Two recurring "soft" defects to avoid: (1) a templated note that says "abutment placed and torqued" with no torque value, no system name, no PA archived, and no "why custom" line — auditors read this as a non-specific note and a reasonable basis for an alternate-benefit downgrade; (2) a D6057 chart that contradicts itself on cement vs screw retention or that documents a stock-component manufacturer name in the abutment-material line. Both are pattern-recognizable on a clinical review.

Common denial reasons

The most frequent reasons D6057 is denied, downgraded, or recouped:

  • Alternate-benefit downgrade to D6056 — by far the most common reimbursement event. The PPO contract pays the custom-fabricated abutment at the prefab fee schedule. Not a denial of D6057, but the most common reason a paid claim returns less than billed. The chart should preempt this with a clear "why custom / why not prefab" narrative line.
  • No documented "why custom" rationale — the chart describes a custom abutment but does not state implant angulation, soft-tissue cuff depth, esthetic-zone considerations, or platform-switching geometry. Reviewers default to alternate-benefit to D6056 in the absence of an explicit rationale.

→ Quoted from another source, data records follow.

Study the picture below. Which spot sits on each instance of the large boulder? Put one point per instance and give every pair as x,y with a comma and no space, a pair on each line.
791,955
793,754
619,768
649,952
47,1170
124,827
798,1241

  • Missing periapical radiograph confirming complete seating — the single most-requested image on a D6057 audit. Some carriers will pend or recoup the abutment payment in the absence of a PA showing the abutment fully seated on the implant connection at the documented torque value.

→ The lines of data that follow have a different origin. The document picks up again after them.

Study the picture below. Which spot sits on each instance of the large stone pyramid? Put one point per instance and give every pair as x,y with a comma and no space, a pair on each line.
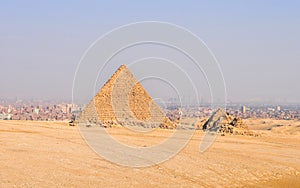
123,101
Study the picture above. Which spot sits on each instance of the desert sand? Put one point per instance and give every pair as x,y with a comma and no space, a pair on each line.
53,154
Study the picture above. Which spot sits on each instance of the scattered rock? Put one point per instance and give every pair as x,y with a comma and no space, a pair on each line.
223,123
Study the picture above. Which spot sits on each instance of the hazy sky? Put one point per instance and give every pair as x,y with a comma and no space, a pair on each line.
257,43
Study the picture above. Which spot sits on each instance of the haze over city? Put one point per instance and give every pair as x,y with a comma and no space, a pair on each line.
256,43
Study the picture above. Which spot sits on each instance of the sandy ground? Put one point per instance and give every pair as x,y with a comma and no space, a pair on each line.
52,154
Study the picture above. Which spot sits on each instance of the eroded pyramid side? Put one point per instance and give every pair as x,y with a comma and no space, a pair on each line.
123,98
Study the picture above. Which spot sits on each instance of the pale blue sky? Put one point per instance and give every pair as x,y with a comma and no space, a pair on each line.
257,43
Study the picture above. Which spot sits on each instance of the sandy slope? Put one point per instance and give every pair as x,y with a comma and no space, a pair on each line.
44,154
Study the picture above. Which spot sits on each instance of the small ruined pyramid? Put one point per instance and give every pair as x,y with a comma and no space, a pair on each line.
224,123
123,101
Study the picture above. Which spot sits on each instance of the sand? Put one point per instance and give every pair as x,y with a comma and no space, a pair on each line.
53,154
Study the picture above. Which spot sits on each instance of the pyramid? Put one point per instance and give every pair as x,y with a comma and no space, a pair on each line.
123,101
224,123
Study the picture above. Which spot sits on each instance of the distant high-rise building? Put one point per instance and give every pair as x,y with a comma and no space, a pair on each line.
243,109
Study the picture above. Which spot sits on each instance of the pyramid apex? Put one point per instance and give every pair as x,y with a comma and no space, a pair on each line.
123,66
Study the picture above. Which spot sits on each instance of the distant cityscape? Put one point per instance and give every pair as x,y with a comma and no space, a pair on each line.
38,110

  • No torque value documented — "abutment placed and torqued" without a specific Ncm value and a manufacturer-specification reference is a recurring soft flag in payer audits and a known source of post-implant complications when the case is reviewed retrospectively.
  • Implant body (D6010) was not paid — a number of carriers will deny D6057 when the implant body claim was denied or non-covered in their history. The fix is typically to submit the abutment with a narrative referencing the patient's out-of-pocket payment for the implant body and the surgical operator.
  • Healing-abutment miscoded as D6057 — placing or replacing a healing abutment / healing cap is bundled into surgical / implant codes and is not a D6057 service. Coding a healing-abutment visit as D6057 is a hard denial.
  • Same-tooth replacement abutment without documented failure — billing a second D6057 on the same implant within the carrier's lookback without a documented mechanical failure, screw stripping, debond, or redesign rationale will commonly deny.
  • Bundled-into-crown plans — a minority of contracts bundle D6057 into the implant-crown fee schedule and pay D6057 at $0. This is a contract-design event rather than a denial of the procedure; the office should verify before submission.
  • Insufficient documentation — missing tooth number, missing implant system, missing material specification, missing torque value, missing PA, missing screw-access seal description. Auditors read silence as the procedure not being supported.
  • Code-set errors — billing D6057 for a screw-retained one-piece implant crown with no discrete abutment, billing D6057 for a stock-trimmed prefab, billing D6057 for an abutment-retainer of a fixed partial denture (use D6068-D6077). Each is a code-set error rather than a frequency event.
  • Default-template "abutment placed, fit verified, torqued" without measurable detail — pattern-recognizable templating is a recurring soft flag in Medicaid recoupment reviews and PPO post-payment audits.
  • Cosmetic-only narrative — "patient wanted a more natural-looking implant crown" as the sole rationale will commonly be alternate-benefited to D6056 because cosmetic upgrade alone does not overcome the prefab-vs-custom alternate-benefit clause. The defensible custom narrative is structural / soft-tissue / angulation, not preference.